WHAT do you give someone who's been proved innocent after spending the best part of their life behind bars, wrongfully convicted of a crime they didn't commit?

An apology, maybe? Counselling? Champagne? Compensation? Well, if you’re David Blunkett, the Labour Home Secretary, the choice is simple: you give them a big, fat bill for the cost of board and lodgings for the time they spent freeloading at Her Majesty's Pleasure in British prisons.

On Tuesday, Blunkett will fight in the Royal Courts of Justice in London for the right to charge victims of miscarriages of justice more than £3000 for every year they spent in jail while wrongly convicted. The logic is that the innocent man shouldn't have been in prison eating free porridge and sleeping for nothing under regulation grey blankets.

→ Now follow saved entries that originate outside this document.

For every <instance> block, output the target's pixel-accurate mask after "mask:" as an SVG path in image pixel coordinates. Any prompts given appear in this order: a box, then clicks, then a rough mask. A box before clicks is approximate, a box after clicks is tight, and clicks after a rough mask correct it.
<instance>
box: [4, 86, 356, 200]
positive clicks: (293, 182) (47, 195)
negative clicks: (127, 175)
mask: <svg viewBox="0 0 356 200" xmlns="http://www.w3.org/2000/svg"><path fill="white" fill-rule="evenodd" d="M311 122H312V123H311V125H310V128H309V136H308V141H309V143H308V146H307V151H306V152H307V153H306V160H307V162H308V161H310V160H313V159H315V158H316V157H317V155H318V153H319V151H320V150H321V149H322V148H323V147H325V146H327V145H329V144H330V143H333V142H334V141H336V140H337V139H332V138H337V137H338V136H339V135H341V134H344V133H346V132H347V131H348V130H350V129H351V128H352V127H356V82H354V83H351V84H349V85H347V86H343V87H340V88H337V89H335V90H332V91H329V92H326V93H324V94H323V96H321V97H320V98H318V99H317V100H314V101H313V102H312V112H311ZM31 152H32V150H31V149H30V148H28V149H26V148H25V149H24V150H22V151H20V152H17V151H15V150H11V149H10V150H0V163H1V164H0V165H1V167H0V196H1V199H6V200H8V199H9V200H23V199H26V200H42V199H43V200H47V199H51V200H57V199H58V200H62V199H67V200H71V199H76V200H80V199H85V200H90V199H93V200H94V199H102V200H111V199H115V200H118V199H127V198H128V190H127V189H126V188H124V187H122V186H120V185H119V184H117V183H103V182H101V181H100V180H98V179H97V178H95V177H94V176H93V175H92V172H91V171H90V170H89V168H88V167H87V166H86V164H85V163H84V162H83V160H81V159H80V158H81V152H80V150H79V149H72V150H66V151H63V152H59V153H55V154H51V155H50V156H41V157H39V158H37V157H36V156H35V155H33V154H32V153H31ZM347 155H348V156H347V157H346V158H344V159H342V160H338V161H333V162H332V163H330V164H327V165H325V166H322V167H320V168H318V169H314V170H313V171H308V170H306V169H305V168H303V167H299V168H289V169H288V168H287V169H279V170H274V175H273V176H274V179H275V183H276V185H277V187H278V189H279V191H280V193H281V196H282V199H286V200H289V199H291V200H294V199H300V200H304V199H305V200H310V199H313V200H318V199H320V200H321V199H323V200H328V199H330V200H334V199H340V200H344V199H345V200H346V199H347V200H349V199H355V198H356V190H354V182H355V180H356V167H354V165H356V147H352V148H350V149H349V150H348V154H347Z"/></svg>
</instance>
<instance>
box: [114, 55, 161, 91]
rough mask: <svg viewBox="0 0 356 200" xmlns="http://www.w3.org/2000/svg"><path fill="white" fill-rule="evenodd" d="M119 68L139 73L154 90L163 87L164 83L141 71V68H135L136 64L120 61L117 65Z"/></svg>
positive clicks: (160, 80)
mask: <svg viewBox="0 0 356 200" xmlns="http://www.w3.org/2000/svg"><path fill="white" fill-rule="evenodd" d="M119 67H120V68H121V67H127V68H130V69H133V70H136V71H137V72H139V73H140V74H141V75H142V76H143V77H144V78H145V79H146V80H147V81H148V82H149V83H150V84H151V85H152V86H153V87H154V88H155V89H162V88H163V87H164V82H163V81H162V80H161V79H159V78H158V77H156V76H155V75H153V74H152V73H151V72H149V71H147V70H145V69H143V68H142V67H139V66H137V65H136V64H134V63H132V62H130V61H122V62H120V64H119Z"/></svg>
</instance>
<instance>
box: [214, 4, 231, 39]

Blunkett's fight has been described as "outrageous", "morally repugnant" and the "sickest of sick jokes", but his spokesmen in the Home Office say it's a completely "reasonable course of action" as the innocent men and women would have spent the money anyway on food and lodgings if they weren’t in prison.
3,000 pounds per year is actually a bargain. By this Labor Minister's logic, the innocent man should also have been billed for the expense of the guards and depreciation on the prison walls.

What *should* be done about false convictions? There are two cases to consider:

1. A person who was probably innocent, and thus released. This person should be compensated for his material losses, including an appropriate wage rate for his time, with interest, and a fixed extra amount for his suffering-- perhaps $100 per day of imprisonment.

2. A person who was probably guilty, but was released because his conviction was improper, because he was pardoned, or because evidence was discovered which made it seem he was, while probably guilty,not guilty beyond a reasonable doubt. This person should not be compensated.

I would have a government agency decide the category into which the person belongs, with a right of appeal to the courts for clear error.

The same reasoning applies to those not convicted but who bear the cost of trials (or pre-trial detention). If the government loses, it should pay compensation. I would except small amounts of detention--- overnight in jail, for example.